Timothy J. Miller, CFA

Senior Vice President, Portfolio Manager

Mr. Miller is co-portfolio manager of the firm’s Small Cap Growth investment strategy. He has been affiliated with the strategy since 2010 as portfolio manager of Ivy Small Cap Growth Fund. He was appointed to the leadership role of the small cap growth team and assumed co-portfolio manager responsibilities for the Small Cap Growth strategy in 2016. He joined the firm in 2008 as vice president and portfolio manager of Ivy and Ivy VIP Small Cap Core Funds.
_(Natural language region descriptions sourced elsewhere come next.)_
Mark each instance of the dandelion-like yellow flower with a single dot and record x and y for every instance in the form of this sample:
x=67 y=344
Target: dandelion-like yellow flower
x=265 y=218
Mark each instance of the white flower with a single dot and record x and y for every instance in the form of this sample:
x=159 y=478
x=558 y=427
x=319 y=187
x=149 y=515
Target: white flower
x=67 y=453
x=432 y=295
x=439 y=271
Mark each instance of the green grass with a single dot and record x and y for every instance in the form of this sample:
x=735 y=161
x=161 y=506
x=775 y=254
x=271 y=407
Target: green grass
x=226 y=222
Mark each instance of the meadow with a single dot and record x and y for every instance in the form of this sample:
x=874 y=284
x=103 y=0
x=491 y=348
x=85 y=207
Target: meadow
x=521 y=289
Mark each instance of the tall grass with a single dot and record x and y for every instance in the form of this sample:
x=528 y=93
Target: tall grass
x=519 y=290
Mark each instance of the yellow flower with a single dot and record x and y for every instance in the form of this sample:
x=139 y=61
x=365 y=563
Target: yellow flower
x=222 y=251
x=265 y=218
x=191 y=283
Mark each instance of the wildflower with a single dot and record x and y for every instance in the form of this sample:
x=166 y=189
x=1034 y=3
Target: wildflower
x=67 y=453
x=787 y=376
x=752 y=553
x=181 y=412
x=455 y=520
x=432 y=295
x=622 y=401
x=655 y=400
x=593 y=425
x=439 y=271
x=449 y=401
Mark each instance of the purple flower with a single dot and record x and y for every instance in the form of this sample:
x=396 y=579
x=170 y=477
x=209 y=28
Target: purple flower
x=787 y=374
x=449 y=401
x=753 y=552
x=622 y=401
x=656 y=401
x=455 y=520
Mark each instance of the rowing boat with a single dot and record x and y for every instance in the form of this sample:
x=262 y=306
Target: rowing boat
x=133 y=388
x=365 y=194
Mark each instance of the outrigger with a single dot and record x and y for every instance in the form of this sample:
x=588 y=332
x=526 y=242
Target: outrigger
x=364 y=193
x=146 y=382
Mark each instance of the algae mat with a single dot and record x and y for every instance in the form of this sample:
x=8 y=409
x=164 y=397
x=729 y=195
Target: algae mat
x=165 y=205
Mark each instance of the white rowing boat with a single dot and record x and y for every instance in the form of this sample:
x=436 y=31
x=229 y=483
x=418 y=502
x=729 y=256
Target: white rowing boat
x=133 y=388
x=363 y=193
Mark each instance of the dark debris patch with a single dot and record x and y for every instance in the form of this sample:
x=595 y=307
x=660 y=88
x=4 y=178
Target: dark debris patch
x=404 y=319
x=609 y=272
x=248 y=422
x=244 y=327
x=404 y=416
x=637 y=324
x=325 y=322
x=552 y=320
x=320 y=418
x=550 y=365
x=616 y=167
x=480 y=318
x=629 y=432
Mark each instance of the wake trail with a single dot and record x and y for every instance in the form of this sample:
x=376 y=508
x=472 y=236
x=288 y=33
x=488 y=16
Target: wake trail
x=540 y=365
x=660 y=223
Prior to joining the organization, Mr. Miller managed his personal funds in a hedged equity style from 2004 to 2007. From 1992 through mid-2004, he was affiliated with INVESCO Funds Group, including serving four years as its chief investment officer, five years as head of the growth funds group, and from 1993-2004 as lead manager of the INVESCO Dynamics Fund.

Mr. Miller earned an MBA from the University of Missouri/St. Louis and a BSBA in Finance from St. Louis University.

Kenneth G. McQuade

Senior Vice President, Portfolio Manager

Mr. McQuade is co-portfolio manager of the firm’s Small Cap Growth investment strategy. He has been affiliated with the strategy since 2006 as portfolio manager of Ivy VIP Small Cap Growth. He was named co-portfolio manager of the strategy in 2016. Mr. McQuade joined the organization in 1997 as an equity investment analyst. He was named assistant portfolio manager of small cap growth institutional accounts in 2003.

Mr. McQuade earned a BS in Finance from Bradley University.

Bradley P. Halverson, CFA

Senior Vice President, Portfolio Manager

Mr. Halverson is co-portfolio manager of the firm’s Small Cap Growth investment strategy. He has been affiliated with the strategy since 2014 as assistant portfolio manager. He was named co-portfolio manager of the strategy in 2016. Mr. Halverson joined the organization in 2008 as an equity investment analyst, providing research analysis on small capitalization securities and industries in the industrials sector.

Mr. Halverson was previously associated with Northpointe Capital as an equity analyst responsible for researching growth stocks across micro, small, and mid cap portfolios.

Mr. Halverson earned an MBA with an emphasis in Finance and Corporate Strategy from the University of Michigan and a BS and MS in Accounting from Brigham Young University.